Liver biopsy is considered to be the gold standard for diagnosis of NAFLD as well as differentiating simple fatty liver from non-alcoholic steatohepatitis (Karim et al., 2015).
Liver biopsy has a number of drawbacks such as invasiveness, sampling error, cost, and inter-/intra-observer variability (Kaswala et al., 2016). It requires sufficiently trained physicians and pathologists to obtain correct results (Rousselet et al., 2005).
The drawbacks of the liver biopsy led to the importance of developing new non-invasive techniques for the evaluation of liver fibrosis (Rousselet et al., 2005).
This study was conducted to assess the diagnostic value of fibrotest, transient elastography by fibroscan, NAFLD fibrosis score and FIB_4 score as non invasive biomarkers to detect and quantify liver fibrosis.
The present study was conducted on 60 patients with non alcoholic fatty liver disease who have either abnormal serum transaminases, or steatosis detected by ultrasonography, or have one or more of the features of the metabolic syndrome.
All subjects included in the study undergone percutaneous liver biopsy using a 16G biopsy needle. The fibrosis score was assessed according to the on a five-point Metavir staging scale as follows:
F0 = no fibrosis, F1 = portal fibrosis without septa, F2 = few septa, F3 = numerous septa without cirrhosis and F4 = cirrhosis.
Participants of the study were further categorized into patients with mild fibrosis who were having metavir stage f0-f1, and patients with moderate to severe fibrosis who were having f2-f4 metavir stages on liver biopsy.
As regards laboratory investigations, patients with moderate to severe fibrosis have statistically higher significant differences than patients with mild fibrosis as regards serum alanine aminotransferase, aspartate aminotransferase and total bilirubin levels.

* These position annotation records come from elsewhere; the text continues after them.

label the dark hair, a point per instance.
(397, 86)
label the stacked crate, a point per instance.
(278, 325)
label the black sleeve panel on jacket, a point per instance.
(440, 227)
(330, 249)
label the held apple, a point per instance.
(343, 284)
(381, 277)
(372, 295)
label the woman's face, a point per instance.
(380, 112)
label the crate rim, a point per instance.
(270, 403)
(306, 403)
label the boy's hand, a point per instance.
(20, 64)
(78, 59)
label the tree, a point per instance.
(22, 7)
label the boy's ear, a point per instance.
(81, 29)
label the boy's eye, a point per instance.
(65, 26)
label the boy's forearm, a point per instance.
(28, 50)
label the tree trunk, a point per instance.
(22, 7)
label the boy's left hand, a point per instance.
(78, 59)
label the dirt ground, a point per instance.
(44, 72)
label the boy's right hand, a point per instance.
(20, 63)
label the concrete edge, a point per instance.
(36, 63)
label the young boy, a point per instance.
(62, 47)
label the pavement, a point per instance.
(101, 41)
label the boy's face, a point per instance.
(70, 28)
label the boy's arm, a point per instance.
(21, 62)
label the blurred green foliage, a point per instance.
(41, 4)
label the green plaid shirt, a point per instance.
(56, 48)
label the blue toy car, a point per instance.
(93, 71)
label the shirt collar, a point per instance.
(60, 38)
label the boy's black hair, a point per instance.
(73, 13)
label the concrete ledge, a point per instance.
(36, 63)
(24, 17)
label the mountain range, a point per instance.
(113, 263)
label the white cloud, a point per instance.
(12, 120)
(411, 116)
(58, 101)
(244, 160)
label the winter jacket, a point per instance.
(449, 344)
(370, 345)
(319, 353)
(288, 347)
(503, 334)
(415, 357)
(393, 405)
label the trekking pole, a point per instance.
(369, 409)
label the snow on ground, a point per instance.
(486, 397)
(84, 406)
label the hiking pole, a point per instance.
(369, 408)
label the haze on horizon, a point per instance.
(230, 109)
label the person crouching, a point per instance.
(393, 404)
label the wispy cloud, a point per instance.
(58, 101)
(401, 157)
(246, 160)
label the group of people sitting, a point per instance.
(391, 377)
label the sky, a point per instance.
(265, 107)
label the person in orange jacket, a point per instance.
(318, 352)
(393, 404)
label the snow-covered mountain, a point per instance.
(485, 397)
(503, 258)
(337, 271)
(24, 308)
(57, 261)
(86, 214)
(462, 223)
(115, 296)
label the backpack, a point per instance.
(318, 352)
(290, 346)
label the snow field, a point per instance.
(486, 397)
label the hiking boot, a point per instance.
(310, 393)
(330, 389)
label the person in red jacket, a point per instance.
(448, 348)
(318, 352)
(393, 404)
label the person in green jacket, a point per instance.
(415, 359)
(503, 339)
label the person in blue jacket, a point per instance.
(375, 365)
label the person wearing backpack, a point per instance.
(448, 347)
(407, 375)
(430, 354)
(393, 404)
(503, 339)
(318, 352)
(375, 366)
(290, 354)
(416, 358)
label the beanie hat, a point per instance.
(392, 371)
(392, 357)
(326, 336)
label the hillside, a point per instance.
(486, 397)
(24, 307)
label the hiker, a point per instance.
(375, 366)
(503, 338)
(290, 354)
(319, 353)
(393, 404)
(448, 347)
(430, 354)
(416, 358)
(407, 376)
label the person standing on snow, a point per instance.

As regards values of fibrotest, transient elastography, NAFLD fibrosis score and FIB_4 score, patients with moderate to severe fibrosis have statistically higher significant differences than patients with mild fibrosis.
The diagnostic accuracy of fibrotest at a cutoff value 0.44 in the detection of metavir stage f2 and higher was 96.3% with a sensitivity and specificity 89.4% and 95.1% respectively, while the diagnostic accuracy of transient elastography (fibroscan) at a cutoff value 7.3 kpa in the detection of metavir stage f2 and higher was 97.8% with a sensitivity and specificity 100% and 87.8% respectively.
The diagnostic accuracy of NAFLD fibrosis score at a cutoff value 0.46 in the detection of metavir stage f2 and higher was 94.7% with a sensitivity and specificity 89.4% and 90.2% respectively, while the diagnostic accuracy of FIB_4 score at a cutoff value 1.43 in the detection of metavir stage f2 and higher was 99.2% with a sensitivity and specificity 94.7% and 97.6% respectively.